Дурак же ты, братец, - сказал он, - пошлый дурак!.. Уж положился на меня, так слушайся во всем... Поделом же тебе! околевай себе, как муха... - Он отвернулся и, отходя, пробормотал: - А все-таки это совершенно против правил.

Грушницкий! - сказал я, - еще есть время; откажись от своей клеветы, и я тебе прощу все. Тебе не удалось меня подурачить, и мое самолюбие удовлетворено; - вспомни - мы были когда-то друзьями...

Лицо у него вспыхнуло, глаза засверкали.

Стреляйте! - отвечал он, - я себя презираю, а вас ненавижу. Если вы меня не убьете, я вас зарежу ночью из-за угла. Нам на земле вдвоем нет места...

Я выстрелил...

Когда дым рассеялся, Грушницкого на площадке не было. Только прах легким столбом еще вился на краю обрыва.

Finita la comedia!15 - сказал я доктору.

Он не отвечал и с ужасом отвернулся.

Я пожал плечами и раскланялся с секундантами Грушницкого.

Спускаясь по тропинке вниз, я заметил между расселинами скал окровавленный труп Грушницкого. Я невольно закрыл глаза... Отвязав лошадь, я шагом пустился домой. У меня на сердце был камень. Солнце казалось мне тускло, лучи его меня не грели.

Не доезжая слободки, я повернул направо по ущелью. Вид человека был бы мне тягостен: я хотел быть один. Бросив поводья и опустив голову на грудь, я ехал долго, наконец очутился в месте, мне вовсе не знакомом; я повернул коня назад и стал отыскивать дорогу; уж солнце садилось, когда я подъехал к Кисловодску, измученный, на измученной лошади.

Лакей мой сказал мне, что заходил Вернер, и подал мне две записки: одну от него, другую... от Веры.

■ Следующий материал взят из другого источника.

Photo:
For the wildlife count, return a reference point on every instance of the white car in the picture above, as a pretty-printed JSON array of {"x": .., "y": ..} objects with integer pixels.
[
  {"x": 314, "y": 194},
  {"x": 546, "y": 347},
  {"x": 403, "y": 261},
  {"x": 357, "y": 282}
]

Я распечатал первую, она была следующего содержания:

"Все устроено как можно лучше: тело привезено обезображенное, пуля из груди вынута. Все уверены, что причиною его смерти несчастный случай; только комендант, которому, вероятно, известна ваша ссора, покачал головой, но ничего не сказал. Доказательств против вас нет никаких, и вы можете спать спокойно... если можете... Прощайте..."

Я долго не решался открыть вторую записку... Что могла она мне писать?.. Тяжелое предчувствие волновало мою душу.

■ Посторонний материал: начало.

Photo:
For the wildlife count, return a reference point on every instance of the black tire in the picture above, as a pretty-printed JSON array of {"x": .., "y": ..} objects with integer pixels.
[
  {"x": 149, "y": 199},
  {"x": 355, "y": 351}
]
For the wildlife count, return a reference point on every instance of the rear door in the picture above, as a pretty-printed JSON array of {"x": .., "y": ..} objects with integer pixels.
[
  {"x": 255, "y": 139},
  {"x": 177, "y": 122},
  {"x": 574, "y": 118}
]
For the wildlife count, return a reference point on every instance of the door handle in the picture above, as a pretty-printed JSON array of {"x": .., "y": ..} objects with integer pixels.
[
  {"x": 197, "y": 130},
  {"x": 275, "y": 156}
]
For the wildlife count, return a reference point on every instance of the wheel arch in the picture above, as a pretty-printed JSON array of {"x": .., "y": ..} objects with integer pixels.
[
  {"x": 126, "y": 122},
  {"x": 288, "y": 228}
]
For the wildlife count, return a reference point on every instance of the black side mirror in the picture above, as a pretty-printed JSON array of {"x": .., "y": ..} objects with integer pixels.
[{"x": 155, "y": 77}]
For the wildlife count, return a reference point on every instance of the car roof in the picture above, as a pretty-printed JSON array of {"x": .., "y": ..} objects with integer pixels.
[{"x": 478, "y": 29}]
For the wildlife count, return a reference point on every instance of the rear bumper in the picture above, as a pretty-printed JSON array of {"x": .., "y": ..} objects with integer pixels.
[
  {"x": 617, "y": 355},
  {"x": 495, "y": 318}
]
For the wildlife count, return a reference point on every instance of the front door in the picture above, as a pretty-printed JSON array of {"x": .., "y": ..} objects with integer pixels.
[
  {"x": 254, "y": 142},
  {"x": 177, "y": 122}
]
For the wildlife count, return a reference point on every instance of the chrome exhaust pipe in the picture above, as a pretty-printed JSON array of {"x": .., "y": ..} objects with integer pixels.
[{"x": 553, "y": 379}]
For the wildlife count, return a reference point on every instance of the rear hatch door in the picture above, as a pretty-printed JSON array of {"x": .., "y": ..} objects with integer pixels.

Вот оно, это письмо, которого каждое слово неизгладимо врезалось в моей памяти:

"Я пишу к тебе в полной уверенности, что мы никогда больше не увидимся. Несколько лет тому назад, расставаясь с тобою, я думала то же самое; но небу было угодно испытать меня вторично; я не вынесла этого испытания, мое слабое сердце покорилось снова знакомому голосу... ты не будешь презирать меня за это, не правда ли? Это письмо будет вместе прощаньем и исповедью: я обязана сказать тебе все, что накопилось на моем сердце с тех пор, как оно тебя любит. Я не стану обвинять тебя - ты поступил со мною, как поступил бы всякий другой мужчина: ты любил меня как собственность, как источник радостей, тревог и печалей, сменявшихся взаимно, без которых жизнь скучна и однообразна. Я это поняла сначала... Но ты был несчастлив, и я пожертвовала собою, надеясь, что когда-нибудь ты оценишь мою жертву, что когда-нибудь ты поймешь мою глубокую нежность, не зависящую ни от каких условий. Прошло с тех пор много времени: я проникла во все тайны души твоей... и убедилась, что то была надежда напрасная. Горько мне было! Но моя любовь срослась с душой моей: она потемнела, но не угасла.

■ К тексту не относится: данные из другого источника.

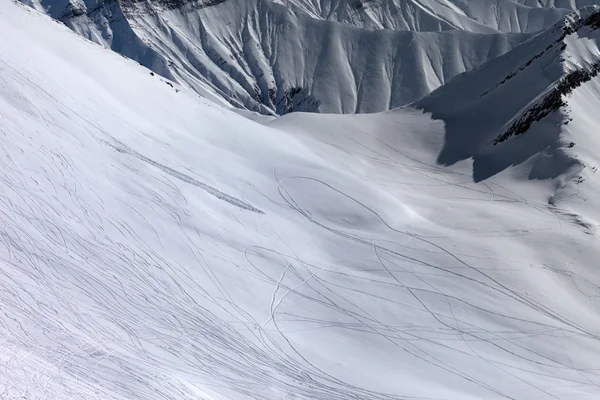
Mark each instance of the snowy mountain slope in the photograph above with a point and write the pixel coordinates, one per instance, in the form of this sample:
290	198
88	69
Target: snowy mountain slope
435	15
517	108
260	56
276	57
158	246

Мы расстаемся навеки; однако ты можешь быть уверен, что я никогда не буду любить другого: моя душа истощила на тебя все свои сокровища, свои слезы и надежды. Любившая раз тебя не может смотреть без некоторого презрения на прочих мужчин, не потому, чтоб ты был лучше их, о нет! но в твоей природе есть что-то особенное, тебе одному свойственное, что-то гордое и таинственное; в твоем голосе, что бы ты ни говорил, есть власть непобедимая; никто не умеет так постоянно хотеть быть любимым; ни в ком зло не бывает так привлекательно, ничей взор не обещает столько блаженства, никто не умеет лучше пользоваться своими преимуществами и никто не может быть так истинно несчастлив, как ты, потому что никто столько не старается уверить себя в противном.

Теперь я должна тебе объяснить причину моего поспешного отъезда; она тебе покажется маловажна, потому что касается до одной меня.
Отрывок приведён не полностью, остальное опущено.